Quizás tenga razón la vicepresidenta del Gobierno al criticar al señor Iceta por reclamar ayer la dimisión de Rajoy, acusándole de que su demanda responde solo a tácticas electorales. Pero hoy son muchedumbre los ciudadanos de toda ideología y condición que no se presentan a elección alguna y se manifiestan preocupados por la incapacidad y la falta de asunción de responsabilidades por parte del presidente del Gobierno, dispuesto a endilgar a los demás (jueces, fiscales, policías, Guardia Civil) un trabajo que primordialmente era suyo. Todavía estamos esperando que se le ocurra dirigir un requerimiento formal (no solo declaraciones a los medios) al presidente de la Generalitat, conminándole a que cese en su actividad sediciosa y se enfrente al problema político que verdaderamente tiene ante sí: no es ni era la eventual celebración de una consulta popular suspendida por el Tribunal Constitucional, sino la incitación a una declaración unilateral de independencia por parte de quien paradójicamente es el más alto representante del Estado en la comunidad autónoma de Cataluña.
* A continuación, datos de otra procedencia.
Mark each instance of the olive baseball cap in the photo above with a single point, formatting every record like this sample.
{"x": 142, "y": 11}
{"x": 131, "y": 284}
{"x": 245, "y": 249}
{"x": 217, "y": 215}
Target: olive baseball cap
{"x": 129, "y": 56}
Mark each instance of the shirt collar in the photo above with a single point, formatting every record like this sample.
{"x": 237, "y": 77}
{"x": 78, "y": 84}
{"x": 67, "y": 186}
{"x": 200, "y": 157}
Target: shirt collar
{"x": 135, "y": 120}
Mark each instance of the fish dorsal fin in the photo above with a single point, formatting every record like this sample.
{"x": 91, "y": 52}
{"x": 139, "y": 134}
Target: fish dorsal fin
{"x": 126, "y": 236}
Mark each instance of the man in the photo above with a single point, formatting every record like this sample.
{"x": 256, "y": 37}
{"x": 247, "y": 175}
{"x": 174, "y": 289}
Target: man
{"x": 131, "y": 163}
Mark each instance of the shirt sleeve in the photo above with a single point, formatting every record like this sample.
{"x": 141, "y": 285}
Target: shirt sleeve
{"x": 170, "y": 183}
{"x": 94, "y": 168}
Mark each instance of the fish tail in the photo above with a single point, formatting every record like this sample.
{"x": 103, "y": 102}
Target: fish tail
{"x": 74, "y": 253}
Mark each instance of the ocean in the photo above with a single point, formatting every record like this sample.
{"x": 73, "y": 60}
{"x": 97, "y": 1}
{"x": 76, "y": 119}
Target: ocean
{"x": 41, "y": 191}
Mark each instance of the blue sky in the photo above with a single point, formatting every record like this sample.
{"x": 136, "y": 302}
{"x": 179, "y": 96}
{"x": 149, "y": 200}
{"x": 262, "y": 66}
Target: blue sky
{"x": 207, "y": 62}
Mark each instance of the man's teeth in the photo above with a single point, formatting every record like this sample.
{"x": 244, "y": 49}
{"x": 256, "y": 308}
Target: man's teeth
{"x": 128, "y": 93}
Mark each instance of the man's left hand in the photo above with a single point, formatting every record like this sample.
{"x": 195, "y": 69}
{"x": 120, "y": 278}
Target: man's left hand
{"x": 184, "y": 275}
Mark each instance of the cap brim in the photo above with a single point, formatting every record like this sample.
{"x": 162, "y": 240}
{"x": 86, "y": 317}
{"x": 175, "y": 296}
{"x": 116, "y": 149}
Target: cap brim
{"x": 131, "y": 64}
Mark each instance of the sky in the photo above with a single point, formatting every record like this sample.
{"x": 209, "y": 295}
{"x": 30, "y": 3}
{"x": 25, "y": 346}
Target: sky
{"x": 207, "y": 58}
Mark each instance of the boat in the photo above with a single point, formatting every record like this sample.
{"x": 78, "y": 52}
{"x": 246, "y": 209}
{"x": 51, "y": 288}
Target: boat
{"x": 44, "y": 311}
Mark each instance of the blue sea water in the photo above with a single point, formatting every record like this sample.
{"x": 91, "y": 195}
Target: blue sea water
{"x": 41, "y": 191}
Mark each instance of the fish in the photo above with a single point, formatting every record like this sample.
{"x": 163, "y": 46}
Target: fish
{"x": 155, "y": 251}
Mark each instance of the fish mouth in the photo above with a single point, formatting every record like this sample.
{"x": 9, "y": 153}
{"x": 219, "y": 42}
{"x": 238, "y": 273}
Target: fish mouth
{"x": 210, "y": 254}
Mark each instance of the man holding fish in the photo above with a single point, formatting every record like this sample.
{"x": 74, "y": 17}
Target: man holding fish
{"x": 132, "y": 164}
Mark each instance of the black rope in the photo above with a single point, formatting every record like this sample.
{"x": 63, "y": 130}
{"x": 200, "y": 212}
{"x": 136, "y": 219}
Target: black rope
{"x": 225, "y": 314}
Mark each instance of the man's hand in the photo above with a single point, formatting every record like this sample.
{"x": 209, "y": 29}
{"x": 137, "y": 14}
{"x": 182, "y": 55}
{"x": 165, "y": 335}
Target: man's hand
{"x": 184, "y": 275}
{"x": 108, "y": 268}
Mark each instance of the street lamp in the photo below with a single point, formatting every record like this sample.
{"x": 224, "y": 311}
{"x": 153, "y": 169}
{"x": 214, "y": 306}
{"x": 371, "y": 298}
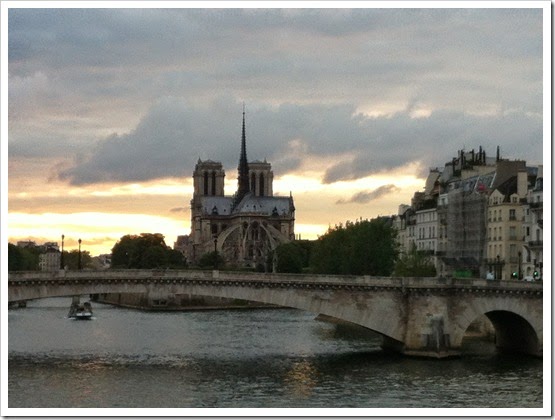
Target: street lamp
{"x": 215, "y": 252}
{"x": 79, "y": 260}
{"x": 62, "y": 257}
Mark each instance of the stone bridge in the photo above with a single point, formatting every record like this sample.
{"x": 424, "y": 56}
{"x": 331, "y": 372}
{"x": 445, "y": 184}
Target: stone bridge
{"x": 416, "y": 316}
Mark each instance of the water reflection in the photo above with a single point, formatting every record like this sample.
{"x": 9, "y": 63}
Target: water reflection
{"x": 260, "y": 358}
{"x": 301, "y": 378}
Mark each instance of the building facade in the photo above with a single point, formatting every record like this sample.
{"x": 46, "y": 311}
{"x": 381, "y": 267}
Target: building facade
{"x": 246, "y": 227}
{"x": 479, "y": 217}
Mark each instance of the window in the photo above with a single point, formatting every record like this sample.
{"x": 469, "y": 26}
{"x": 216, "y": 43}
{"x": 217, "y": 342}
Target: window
{"x": 512, "y": 214}
{"x": 512, "y": 233}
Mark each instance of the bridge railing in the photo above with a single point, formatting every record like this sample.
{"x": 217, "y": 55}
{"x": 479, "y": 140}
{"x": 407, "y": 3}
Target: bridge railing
{"x": 248, "y": 277}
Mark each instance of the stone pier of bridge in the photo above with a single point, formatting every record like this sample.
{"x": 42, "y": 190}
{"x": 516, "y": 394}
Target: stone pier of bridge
{"x": 425, "y": 317}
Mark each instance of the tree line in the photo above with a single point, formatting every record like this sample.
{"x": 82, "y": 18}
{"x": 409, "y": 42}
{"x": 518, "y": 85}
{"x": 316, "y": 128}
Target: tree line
{"x": 27, "y": 258}
{"x": 364, "y": 247}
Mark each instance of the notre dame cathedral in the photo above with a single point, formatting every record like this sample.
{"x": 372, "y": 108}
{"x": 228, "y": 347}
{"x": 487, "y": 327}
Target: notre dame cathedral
{"x": 244, "y": 227}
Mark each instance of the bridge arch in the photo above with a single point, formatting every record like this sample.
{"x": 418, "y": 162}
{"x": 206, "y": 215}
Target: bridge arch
{"x": 516, "y": 328}
{"x": 421, "y": 317}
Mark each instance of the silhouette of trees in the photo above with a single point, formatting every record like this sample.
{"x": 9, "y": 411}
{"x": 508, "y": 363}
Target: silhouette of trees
{"x": 147, "y": 250}
{"x": 415, "y": 263}
{"x": 23, "y": 259}
{"x": 359, "y": 248}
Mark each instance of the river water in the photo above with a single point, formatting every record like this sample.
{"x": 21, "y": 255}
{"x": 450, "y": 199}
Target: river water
{"x": 242, "y": 358}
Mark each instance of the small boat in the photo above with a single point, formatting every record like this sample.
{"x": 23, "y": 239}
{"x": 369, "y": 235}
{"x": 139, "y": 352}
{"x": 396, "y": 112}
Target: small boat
{"x": 77, "y": 311}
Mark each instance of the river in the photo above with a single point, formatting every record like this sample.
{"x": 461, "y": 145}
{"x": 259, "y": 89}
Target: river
{"x": 242, "y": 358}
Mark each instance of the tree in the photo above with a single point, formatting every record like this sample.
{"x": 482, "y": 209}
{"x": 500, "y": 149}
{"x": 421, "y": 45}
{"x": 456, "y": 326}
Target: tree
{"x": 359, "y": 248}
{"x": 22, "y": 259}
{"x": 212, "y": 260}
{"x": 71, "y": 259}
{"x": 147, "y": 250}
{"x": 415, "y": 263}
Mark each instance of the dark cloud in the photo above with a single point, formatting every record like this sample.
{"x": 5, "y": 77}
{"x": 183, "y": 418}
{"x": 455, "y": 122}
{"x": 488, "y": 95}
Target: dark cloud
{"x": 175, "y": 134}
{"x": 364, "y": 197}
{"x": 304, "y": 73}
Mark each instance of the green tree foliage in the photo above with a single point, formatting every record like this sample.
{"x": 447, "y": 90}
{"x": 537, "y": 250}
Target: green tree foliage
{"x": 415, "y": 263}
{"x": 71, "y": 259}
{"x": 22, "y": 259}
{"x": 147, "y": 250}
{"x": 212, "y": 260}
{"x": 359, "y": 248}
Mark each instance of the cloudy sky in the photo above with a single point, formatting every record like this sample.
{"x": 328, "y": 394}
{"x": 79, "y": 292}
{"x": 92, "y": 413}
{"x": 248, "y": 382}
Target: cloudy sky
{"x": 109, "y": 109}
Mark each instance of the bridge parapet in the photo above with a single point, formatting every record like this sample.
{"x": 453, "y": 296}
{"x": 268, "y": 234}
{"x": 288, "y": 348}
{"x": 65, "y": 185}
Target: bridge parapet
{"x": 292, "y": 279}
{"x": 419, "y": 316}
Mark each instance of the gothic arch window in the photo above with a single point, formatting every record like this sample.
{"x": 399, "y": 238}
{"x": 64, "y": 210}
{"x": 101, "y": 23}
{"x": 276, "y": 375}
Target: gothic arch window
{"x": 261, "y": 185}
{"x": 205, "y": 183}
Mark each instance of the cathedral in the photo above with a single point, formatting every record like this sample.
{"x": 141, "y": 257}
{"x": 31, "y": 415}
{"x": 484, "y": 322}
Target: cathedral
{"x": 244, "y": 228}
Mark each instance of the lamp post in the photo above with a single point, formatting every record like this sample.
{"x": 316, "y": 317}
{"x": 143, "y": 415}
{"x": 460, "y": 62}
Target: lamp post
{"x": 79, "y": 260}
{"x": 215, "y": 252}
{"x": 62, "y": 257}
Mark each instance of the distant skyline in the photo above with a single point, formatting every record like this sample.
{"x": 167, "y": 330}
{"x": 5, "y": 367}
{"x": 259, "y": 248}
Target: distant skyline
{"x": 109, "y": 109}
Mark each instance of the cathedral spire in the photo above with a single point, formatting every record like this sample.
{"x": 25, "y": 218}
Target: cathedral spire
{"x": 243, "y": 168}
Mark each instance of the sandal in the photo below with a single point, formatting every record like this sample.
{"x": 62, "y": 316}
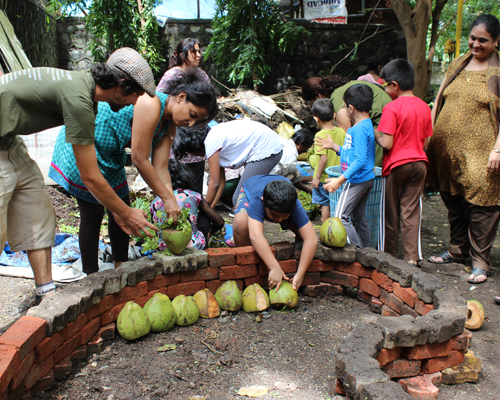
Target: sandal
{"x": 475, "y": 273}
{"x": 446, "y": 258}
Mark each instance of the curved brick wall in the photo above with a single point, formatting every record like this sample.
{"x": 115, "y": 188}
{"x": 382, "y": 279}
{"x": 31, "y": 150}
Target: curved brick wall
{"x": 426, "y": 336}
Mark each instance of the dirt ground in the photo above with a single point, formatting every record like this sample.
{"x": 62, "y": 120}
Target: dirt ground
{"x": 291, "y": 353}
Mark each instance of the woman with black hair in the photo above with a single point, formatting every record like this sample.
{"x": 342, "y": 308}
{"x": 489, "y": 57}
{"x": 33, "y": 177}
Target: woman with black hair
{"x": 148, "y": 127}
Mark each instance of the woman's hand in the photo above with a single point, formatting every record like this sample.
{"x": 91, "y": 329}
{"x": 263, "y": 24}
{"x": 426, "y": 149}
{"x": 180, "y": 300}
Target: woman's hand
{"x": 493, "y": 165}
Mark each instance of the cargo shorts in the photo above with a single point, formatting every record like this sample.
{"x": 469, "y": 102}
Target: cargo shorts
{"x": 27, "y": 216}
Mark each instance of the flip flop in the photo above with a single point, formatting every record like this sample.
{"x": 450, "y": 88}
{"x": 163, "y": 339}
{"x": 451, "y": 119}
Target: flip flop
{"x": 478, "y": 272}
{"x": 446, "y": 258}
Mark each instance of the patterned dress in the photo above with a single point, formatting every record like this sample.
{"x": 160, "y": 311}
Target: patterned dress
{"x": 185, "y": 199}
{"x": 113, "y": 133}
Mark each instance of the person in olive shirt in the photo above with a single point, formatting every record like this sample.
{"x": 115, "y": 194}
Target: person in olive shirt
{"x": 35, "y": 99}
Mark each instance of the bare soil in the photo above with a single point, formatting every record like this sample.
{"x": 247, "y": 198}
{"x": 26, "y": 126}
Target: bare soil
{"x": 290, "y": 352}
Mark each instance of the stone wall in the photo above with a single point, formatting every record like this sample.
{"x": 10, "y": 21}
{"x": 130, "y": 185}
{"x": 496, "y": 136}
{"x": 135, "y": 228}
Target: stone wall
{"x": 35, "y": 29}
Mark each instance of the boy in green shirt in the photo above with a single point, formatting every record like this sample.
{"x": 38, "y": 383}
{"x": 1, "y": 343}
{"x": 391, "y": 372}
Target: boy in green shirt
{"x": 322, "y": 111}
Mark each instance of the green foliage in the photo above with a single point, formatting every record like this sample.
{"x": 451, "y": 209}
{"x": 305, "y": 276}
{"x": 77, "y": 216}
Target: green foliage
{"x": 118, "y": 23}
{"x": 247, "y": 36}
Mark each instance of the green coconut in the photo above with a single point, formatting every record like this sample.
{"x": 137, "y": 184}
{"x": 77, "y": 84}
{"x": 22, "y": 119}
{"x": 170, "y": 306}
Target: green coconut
{"x": 333, "y": 233}
{"x": 255, "y": 299}
{"x": 186, "y": 310}
{"x": 285, "y": 296}
{"x": 475, "y": 315}
{"x": 160, "y": 313}
{"x": 207, "y": 304}
{"x": 132, "y": 322}
{"x": 229, "y": 297}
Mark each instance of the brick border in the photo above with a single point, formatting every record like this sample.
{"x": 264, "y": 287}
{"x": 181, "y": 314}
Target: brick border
{"x": 426, "y": 336}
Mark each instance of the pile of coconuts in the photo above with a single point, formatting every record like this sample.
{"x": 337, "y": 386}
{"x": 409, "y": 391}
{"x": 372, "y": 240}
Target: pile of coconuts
{"x": 160, "y": 314}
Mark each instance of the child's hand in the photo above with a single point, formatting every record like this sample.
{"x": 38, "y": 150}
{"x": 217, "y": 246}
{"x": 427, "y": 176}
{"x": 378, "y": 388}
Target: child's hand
{"x": 275, "y": 277}
{"x": 315, "y": 183}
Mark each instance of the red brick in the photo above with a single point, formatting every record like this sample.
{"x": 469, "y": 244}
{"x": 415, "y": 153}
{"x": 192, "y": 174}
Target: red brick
{"x": 25, "y": 334}
{"x": 131, "y": 292}
{"x": 237, "y": 272}
{"x": 221, "y": 257}
{"x": 383, "y": 280}
{"x": 163, "y": 281}
{"x": 10, "y": 361}
{"x": 76, "y": 326}
{"x": 370, "y": 287}
{"x": 187, "y": 289}
{"x": 388, "y": 355}
{"x": 90, "y": 330}
{"x": 429, "y": 350}
{"x": 321, "y": 266}
{"x": 104, "y": 305}
{"x": 48, "y": 346}
{"x": 202, "y": 274}
{"x": 389, "y": 299}
{"x": 402, "y": 368}
{"x": 111, "y": 315}
{"x": 340, "y": 278}
{"x": 389, "y": 312}
{"x": 354, "y": 268}
{"x": 461, "y": 342}
{"x": 321, "y": 290}
{"x": 261, "y": 280}
{"x": 408, "y": 295}
{"x": 63, "y": 369}
{"x": 67, "y": 348}
{"x": 439, "y": 363}
{"x": 21, "y": 372}
{"x": 423, "y": 308}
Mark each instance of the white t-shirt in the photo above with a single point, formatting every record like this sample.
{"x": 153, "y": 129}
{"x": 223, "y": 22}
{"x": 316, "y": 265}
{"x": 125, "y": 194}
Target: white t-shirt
{"x": 241, "y": 142}
{"x": 289, "y": 156}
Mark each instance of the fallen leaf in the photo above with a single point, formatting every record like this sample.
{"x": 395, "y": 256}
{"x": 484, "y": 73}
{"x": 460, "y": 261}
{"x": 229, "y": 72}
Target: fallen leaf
{"x": 167, "y": 347}
{"x": 253, "y": 391}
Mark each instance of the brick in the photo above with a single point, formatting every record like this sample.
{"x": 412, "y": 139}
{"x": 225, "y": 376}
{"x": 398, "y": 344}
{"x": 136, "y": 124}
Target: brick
{"x": 10, "y": 361}
{"x": 63, "y": 369}
{"x": 163, "y": 281}
{"x": 321, "y": 290}
{"x": 67, "y": 348}
{"x": 376, "y": 305}
{"x": 402, "y": 368}
{"x": 461, "y": 342}
{"x": 422, "y": 308}
{"x": 439, "y": 363}
{"x": 221, "y": 257}
{"x": 383, "y": 280}
{"x": 422, "y": 387}
{"x": 408, "y": 295}
{"x": 370, "y": 287}
{"x": 321, "y": 266}
{"x": 187, "y": 289}
{"x": 203, "y": 274}
{"x": 237, "y": 272}
{"x": 354, "y": 268}
{"x": 130, "y": 293}
{"x": 388, "y": 355}
{"x": 340, "y": 278}
{"x": 429, "y": 350}
{"x": 261, "y": 280}
{"x": 388, "y": 312}
{"x": 25, "y": 334}
{"x": 364, "y": 297}
{"x": 23, "y": 370}
{"x": 76, "y": 326}
{"x": 48, "y": 346}
{"x": 104, "y": 305}
{"x": 111, "y": 315}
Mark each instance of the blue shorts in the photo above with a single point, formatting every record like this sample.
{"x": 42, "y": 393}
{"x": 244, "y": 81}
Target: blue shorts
{"x": 321, "y": 196}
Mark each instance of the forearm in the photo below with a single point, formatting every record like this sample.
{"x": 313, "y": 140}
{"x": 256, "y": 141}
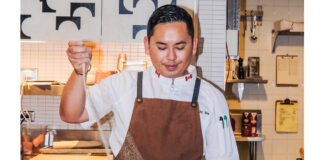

Y que en su loca huida hacia adelante no ha dudado en promover lo que tiene todos los perfiles de un movimiento insurreccional, con el apoyo cuando menos pasivo de un cuerpo armado como el de los Mossos.
La actuación de la policía autonómica de Cataluña es particularmente grave. Si los Mossos, como les fue ordenado, hubieran impedido de antemano la apertura de colegios electorales y retirado urnas y papeletas, esta tarea no habría tenido que ser realizada después por la Policía y la Guardia Civil y nos habríamos evitado muchas de las escenas lamentables que ayer dieron la vuelta al mundo. Evidentemente, esto último era el objetivo prioritario del Govern, que no dudó para ello en situar a los Mossos en su mismo terreno de rebeldía. No queremos que esto se interprete como una justificación por anticipado de la conducta del resto de las fuerzas del orden del Estado español. Su actuación se produjo, por supuesto, dentro de la ley, y como es propio de un Estado de derecho, en la medida en que hayan cometido excesos, se haya aplicado la fuerza de forma desproporcionada o empleado material no autorizado, sus actuaciones serán sometidas al escrutinio de los tribunales y, si fuera el caso, sancionadas.
Ha habido desde el principio más actores en esta crisis. Ya habrá tiempo de debatir sobre la alianza espuria entre los intereses del capitalismo proteccionista de la burguesía catalana con los objetivos del anticapitalismo nihilista y tantas veces violento que representa la CUP. Tiempo también para lamentar la ambigüedad y escasa presencia del PSOE en este proceso, cuyos orígenes se inscriben en algunas torpes decisiones del presidente José Luis Rodríguez Zapatero. Hoy toca saber cómo va a seguir enfrentando este descomunal desafío el Gobierno legítimamente elegido por los españoles. Estos tienen derecho a que Rajoy se lo explique sin necesidad de repetir lo que ya sabemos, que es preciso garantizar el imperio de la ley, porque eso es tan obvio como que amanece cada día. Para nada vale que el Gobierno se lamente de que le obligan a hacer lo que no quería. Lo que tiene que aclarar su presidente, si es capaz de ello, es lo que verdaderamente quiere y está dispuesto a hacer para que este país y sus 17 autonomías tengan un proyecto de futuro, en democracia y pacífica convivencia.